- Você acredita mesmo que... – A frase foi interrompida por
um sorriso cálido da irmã mais velha. Deslizou os dedos machucados pelos
fantasmas no rosto de criança e assentiu, umedecendo os lábios e erguendo o
olhar em busca de algo.
- E você não? – A maior sussurrou, apertando as mãozinhas
pequenas nas suas.
A criança mostrou-lhe um sorriso lindo e a gargalhada
gostosa ecoou pelo quarto, envolvendo-as. Unindo-as, levando embora a tristeza
que parecia pairar no quarto. Por um momento, a pequena pareceu pensar,
raciocinar.
- É que nós não vemos muitos anjos por aí... Você sabe. –
Ela riu, de forma sapeca. E a irmã mais velha teve de conter-se para não
apertá-la num abraço que iria sufoca-la por alguns segundos.

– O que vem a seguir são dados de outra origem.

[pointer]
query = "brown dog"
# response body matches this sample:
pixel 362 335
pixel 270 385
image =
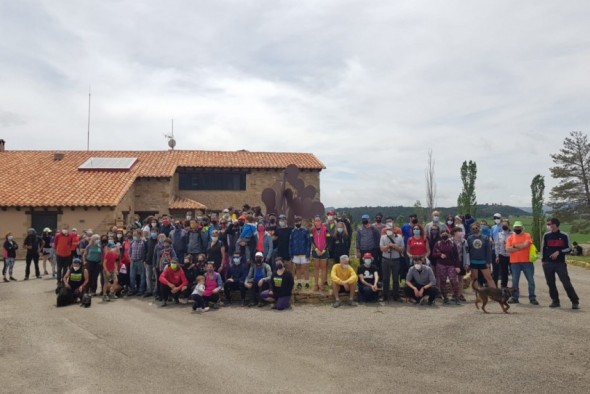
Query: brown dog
pixel 499 295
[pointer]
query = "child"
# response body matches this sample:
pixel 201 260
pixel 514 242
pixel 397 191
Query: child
pixel 199 304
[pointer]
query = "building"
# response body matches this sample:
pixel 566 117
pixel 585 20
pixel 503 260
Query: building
pixel 99 189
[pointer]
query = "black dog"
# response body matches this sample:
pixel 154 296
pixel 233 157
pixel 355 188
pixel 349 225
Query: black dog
pixel 86 301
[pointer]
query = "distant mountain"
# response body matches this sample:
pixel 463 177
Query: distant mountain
pixel 485 211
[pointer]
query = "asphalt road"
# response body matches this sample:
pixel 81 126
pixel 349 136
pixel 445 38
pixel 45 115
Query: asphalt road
pixel 134 346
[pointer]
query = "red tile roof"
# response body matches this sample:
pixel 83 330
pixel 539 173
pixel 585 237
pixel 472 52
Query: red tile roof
pixel 34 178
pixel 186 203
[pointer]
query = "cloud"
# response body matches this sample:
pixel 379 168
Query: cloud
pixel 368 90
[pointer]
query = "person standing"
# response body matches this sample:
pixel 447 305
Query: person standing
pixel 518 245
pixel 34 244
pixel 554 248
pixel 63 251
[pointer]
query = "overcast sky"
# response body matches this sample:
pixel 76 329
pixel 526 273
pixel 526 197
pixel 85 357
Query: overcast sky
pixel 367 86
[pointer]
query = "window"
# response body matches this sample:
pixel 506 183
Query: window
pixel 212 180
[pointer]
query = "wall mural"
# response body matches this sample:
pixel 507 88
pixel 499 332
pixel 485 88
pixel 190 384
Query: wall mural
pixel 297 200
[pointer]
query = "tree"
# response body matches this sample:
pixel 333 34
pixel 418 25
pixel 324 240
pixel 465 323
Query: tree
pixel 537 189
pixel 572 195
pixel 430 183
pixel 466 202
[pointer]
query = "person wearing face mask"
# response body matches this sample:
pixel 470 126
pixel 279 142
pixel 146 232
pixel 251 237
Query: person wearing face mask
pixel 448 266
pixel 216 251
pixel 480 255
pixel 435 221
pixel 76 279
pixel 321 242
pixel 236 279
pixel 63 251
pixel 173 283
pixel 502 257
pixel 518 245
pixel 341 241
pixel 110 266
pixel 92 258
pixel 33 244
pixel 420 282
pixel 368 280
pixel 283 235
pixel 554 248
pixel 258 279
pixel 281 287
pixel 461 244
pixel 344 280
pixel 10 248
pixel 138 253
pixel 300 250
pixel 392 249
pixel 418 244
pixel 367 239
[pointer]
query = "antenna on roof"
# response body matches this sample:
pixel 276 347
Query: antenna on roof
pixel 170 137
pixel 88 136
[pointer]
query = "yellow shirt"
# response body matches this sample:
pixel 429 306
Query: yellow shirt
pixel 340 275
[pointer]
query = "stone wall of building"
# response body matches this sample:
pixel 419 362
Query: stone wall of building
pixel 256 182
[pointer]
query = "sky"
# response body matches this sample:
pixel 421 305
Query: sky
pixel 369 87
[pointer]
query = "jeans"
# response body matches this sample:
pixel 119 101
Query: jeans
pixel 390 268
pixel 528 269
pixel 501 271
pixel 137 269
pixel 149 278
pixel 34 257
pixel 550 269
pixel 94 269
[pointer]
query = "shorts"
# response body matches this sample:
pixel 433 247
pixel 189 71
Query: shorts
pixel 324 255
pixel 300 259
pixel 110 277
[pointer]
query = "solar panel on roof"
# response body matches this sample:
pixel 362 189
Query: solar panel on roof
pixel 108 163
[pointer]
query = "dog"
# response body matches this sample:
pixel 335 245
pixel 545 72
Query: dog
pixel 86 301
pixel 499 295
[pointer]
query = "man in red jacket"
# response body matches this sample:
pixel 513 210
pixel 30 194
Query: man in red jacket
pixel 63 251
pixel 173 282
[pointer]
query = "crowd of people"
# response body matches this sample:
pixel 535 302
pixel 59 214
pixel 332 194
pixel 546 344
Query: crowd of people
pixel 262 259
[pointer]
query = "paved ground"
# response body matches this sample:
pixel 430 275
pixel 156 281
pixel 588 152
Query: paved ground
pixel 132 346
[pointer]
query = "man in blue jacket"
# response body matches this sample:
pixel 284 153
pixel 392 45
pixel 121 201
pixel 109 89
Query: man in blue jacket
pixel 555 246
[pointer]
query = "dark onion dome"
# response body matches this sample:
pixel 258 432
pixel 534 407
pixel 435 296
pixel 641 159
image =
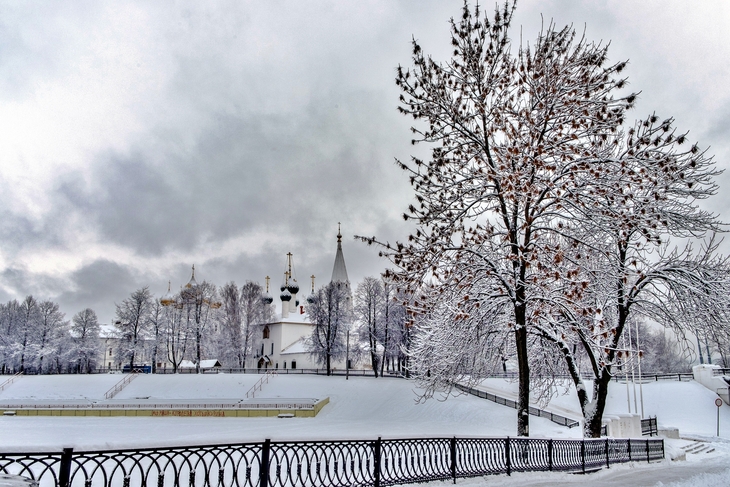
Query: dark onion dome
pixel 168 298
pixel 293 286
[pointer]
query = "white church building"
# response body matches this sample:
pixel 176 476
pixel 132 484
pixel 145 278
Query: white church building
pixel 282 343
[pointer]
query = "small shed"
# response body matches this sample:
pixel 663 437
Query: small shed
pixel 211 364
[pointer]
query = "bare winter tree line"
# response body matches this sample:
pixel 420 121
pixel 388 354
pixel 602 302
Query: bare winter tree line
pixel 544 218
pixel 200 322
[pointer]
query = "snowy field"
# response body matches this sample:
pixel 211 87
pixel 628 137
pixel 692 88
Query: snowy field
pixel 361 408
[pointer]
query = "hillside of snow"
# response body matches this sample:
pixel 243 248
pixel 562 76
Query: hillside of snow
pixel 359 408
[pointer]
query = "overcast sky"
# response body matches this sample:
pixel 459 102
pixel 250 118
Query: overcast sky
pixel 139 138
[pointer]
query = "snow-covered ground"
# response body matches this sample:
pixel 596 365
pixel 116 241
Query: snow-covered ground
pixel 361 408
pixel 688 406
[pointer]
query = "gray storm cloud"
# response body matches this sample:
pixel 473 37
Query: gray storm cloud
pixel 140 138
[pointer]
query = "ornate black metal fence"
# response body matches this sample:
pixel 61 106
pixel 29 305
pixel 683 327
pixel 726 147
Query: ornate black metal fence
pixel 324 463
pixel 649 427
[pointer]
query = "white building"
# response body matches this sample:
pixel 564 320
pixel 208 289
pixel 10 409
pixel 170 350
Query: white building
pixel 282 343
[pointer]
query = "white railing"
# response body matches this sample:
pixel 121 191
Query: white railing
pixel 12 379
pixel 260 383
pixel 120 385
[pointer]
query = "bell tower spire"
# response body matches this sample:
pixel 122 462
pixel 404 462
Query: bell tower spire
pixel 339 270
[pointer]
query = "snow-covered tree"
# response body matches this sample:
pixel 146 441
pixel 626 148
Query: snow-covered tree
pixel 513 134
pixel 368 308
pixel 10 320
pixel 29 316
pixel 200 302
pixel 51 331
pixel 132 323
pixel 85 338
pixel 175 333
pixel 623 264
pixel 254 312
pixel 330 311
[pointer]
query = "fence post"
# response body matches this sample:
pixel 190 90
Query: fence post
pixel 507 456
pixel 376 463
pixel 629 441
pixel 265 460
pixel 453 458
pixel 64 471
pixel 550 454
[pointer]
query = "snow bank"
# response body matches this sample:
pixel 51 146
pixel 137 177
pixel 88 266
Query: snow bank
pixel 360 408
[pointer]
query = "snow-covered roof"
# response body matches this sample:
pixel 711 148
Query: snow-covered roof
pixel 296 347
pixel 293 318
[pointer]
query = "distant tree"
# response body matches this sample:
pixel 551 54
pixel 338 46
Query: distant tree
pixel 175 333
pixel 51 330
pixel 157 326
pixel 231 339
pixel 10 317
pixel 330 311
pixel 132 323
pixel 396 333
pixel 85 335
pixel 661 351
pixel 368 312
pixel 200 302
pixel 254 312
pixel 29 316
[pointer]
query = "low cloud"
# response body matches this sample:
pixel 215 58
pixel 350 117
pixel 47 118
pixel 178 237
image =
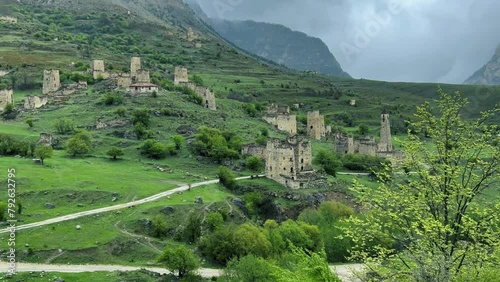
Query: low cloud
pixel 392 40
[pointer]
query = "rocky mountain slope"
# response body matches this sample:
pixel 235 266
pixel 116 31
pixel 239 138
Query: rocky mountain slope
pixel 489 74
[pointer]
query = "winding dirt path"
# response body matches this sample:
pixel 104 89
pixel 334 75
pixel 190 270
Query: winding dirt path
pixel 115 207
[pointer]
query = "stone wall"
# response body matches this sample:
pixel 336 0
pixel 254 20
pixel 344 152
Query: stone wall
pixel 135 65
pixel 6 97
pixel 254 150
pixel 35 102
pixel 142 76
pixel 180 75
pixel 385 144
pixel 316 125
pixel 8 19
pixel 286 123
pixel 288 161
pixel 208 97
pixel 51 81
pixel 278 110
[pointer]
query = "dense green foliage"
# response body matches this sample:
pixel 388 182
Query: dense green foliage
pixel 437 223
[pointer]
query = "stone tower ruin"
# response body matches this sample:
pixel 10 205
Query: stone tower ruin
pixel 135 65
pixel 51 81
pixel 289 161
pixel 385 144
pixel 180 75
pixel 6 97
pixel 98 69
pixel 316 125
pixel 142 76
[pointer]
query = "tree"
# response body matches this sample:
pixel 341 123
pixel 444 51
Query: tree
pixel 255 163
pixel 79 144
pixel 437 223
pixel 29 122
pixel 153 149
pixel 142 116
pixel 178 140
pixel 226 177
pixel 63 125
pixel 179 259
pixel 43 152
pixel 329 162
pixel 363 129
pixel 9 108
pixel 115 152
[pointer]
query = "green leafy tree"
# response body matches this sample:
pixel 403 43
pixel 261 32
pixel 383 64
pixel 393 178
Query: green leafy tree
pixel 178 141
pixel 214 220
pixel 29 122
pixel 115 152
pixel 9 108
pixel 437 223
pixel 79 144
pixel 249 269
pixel 142 116
pixel 43 152
pixel 121 111
pixel 328 162
pixel 255 163
pixel 179 259
pixel 64 125
pixel 226 177
pixel 153 149
pixel 363 129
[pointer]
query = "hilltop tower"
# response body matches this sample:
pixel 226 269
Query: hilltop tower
pixel 51 81
pixel 180 75
pixel 315 125
pixel 385 144
pixel 98 69
pixel 135 65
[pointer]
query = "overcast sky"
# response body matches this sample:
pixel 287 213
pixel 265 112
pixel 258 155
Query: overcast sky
pixel 392 40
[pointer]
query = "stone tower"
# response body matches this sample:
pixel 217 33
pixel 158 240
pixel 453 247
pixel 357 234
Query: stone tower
pixel 135 65
pixel 315 125
pixel 51 81
pixel 180 75
pixel 98 68
pixel 6 97
pixel 288 160
pixel 385 144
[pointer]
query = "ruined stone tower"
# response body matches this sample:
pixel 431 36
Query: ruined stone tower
pixel 315 125
pixel 208 97
pixel 288 161
pixel 385 144
pixel 135 65
pixel 180 75
pixel 98 69
pixel 142 76
pixel 51 81
pixel 6 97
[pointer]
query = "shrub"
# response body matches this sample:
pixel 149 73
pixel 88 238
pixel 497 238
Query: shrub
pixel 226 177
pixel 153 149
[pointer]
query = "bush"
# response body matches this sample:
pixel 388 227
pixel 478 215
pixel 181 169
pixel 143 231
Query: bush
pixel 115 152
pixel 329 162
pixel 255 163
pixel 79 144
pixel 142 116
pixel 120 111
pixel 64 126
pixel 11 147
pixel 153 149
pixel 226 177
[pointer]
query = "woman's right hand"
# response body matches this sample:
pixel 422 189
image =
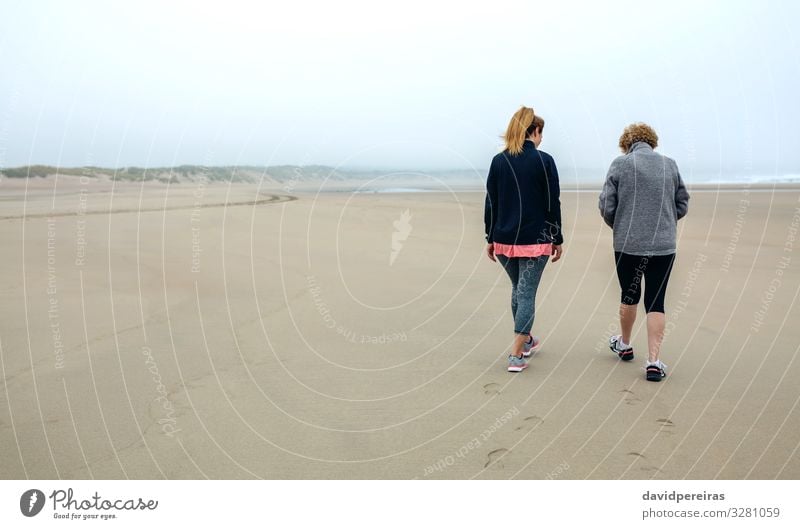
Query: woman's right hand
pixel 557 252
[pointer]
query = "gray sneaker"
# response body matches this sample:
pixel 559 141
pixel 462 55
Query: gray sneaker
pixel 516 364
pixel 531 346
pixel 655 371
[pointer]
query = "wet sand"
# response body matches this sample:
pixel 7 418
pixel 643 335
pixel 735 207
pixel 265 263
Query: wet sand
pixel 152 331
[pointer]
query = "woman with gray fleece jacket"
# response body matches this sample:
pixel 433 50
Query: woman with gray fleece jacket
pixel 642 200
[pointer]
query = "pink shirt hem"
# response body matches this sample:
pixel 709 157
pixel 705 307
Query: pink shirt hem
pixel 523 250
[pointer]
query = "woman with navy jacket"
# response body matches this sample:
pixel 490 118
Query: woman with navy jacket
pixel 523 222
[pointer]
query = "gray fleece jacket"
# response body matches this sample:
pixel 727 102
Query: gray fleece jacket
pixel 642 200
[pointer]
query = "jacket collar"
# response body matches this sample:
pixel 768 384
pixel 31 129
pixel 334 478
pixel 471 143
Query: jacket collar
pixel 639 146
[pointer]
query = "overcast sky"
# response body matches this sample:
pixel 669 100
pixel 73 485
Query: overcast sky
pixel 411 84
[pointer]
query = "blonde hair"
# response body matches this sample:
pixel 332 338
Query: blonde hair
pixel 637 132
pixel 522 125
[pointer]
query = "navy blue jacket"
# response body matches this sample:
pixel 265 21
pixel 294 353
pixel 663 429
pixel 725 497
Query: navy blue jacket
pixel 522 198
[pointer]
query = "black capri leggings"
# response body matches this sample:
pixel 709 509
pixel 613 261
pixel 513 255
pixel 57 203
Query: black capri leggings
pixel 655 270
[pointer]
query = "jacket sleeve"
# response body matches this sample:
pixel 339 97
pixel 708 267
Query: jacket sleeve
pixel 608 197
pixel 553 214
pixel 490 206
pixel 681 196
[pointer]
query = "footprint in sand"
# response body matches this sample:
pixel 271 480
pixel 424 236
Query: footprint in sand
pixel 492 388
pixel 493 456
pixel 530 423
pixel 630 397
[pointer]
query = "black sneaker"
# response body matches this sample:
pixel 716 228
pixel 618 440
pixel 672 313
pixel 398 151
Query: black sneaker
pixel 624 354
pixel 655 371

- É só porque não conseguimos enxergar. Basta só um
pouquinho de atenção, quer ver?
- E você pode me mostrar?
- Respire fundo e venha comigo nessa – Sussurrou,
aninhando a pequena em seu colo e afagando-lhe o rostinho de boneca. – Você
sabe aqueles momentos em que nós estamos tristinhas?
A menina assentiu, sem nem se preocupar em dar um tempo
de pausa para a irmã, que riu antes de prosseguir: - Certo, você sabe... Hm.
Nesses momentos, existem pessoas que, só de nos olhar nos olhos, conseguem
saber o que estamos sentindo. E é mágico como elas conseguem nos animar,
pequena... Você já percebeu isso?
Novamente, a expressão pensativa tomou o rostinho da
criança, aninhada no colo da irmã mais velha. Ela mordiscou um dos lábios finos
e assentiu em seguida, erguendo as orbes douradas e sorrindo para a maior
apenas com o olhar.
- Você é uma dessas pessoas. Não é? Você sabe fazer
mágica.
E a irmã mais velha riu, enchendo a barriguinha da menor
de cócegas, fazendo-a rir. Fagulhas de esperança encherem o cômodo e o ar. Tudo
se fez mais claro com o riso sincero e doce. A maior meneou a cabeça e
abraçou-a carinhosamente.
- Talvez eu seja. – Sussurrou, como um segredo. – Mas o
ponto que quero chegar, Pipoquinha, é este: essas pessoas, essas pessoinhas que
nos fazem felizes quando parece impossível, esses são nossos anjos. Anjos aqui,
na Terra. E bem do nosso lado – O tom de segredo continuava, o sussurro
enchendo o quarto, a esperança parecendo crescer na expressão da menor e no
quarto fétido.
- Farinha de Trigo... Eu acredito. – Sussurrou, o segredo
também presente na voz fina e doce. – Eu acredito – Repetiu, apertando a irmã e
assentindo fervorosamente.
A maior depositou um beijo na testa da irmãzinha e
assentiu, deslizando a pontinha do nariz na dela. Depois de suspirar e sentir o
ar mais leve no quarto que antes abrigara a morte, ela umedeceu os lábios
novamente e criou coragem para sussurrar: - Que bom que você acredita... Você é
o meu anjo. – Confessou, prendendo-se à pequena.
E juntas, todas as feridas elas curaram.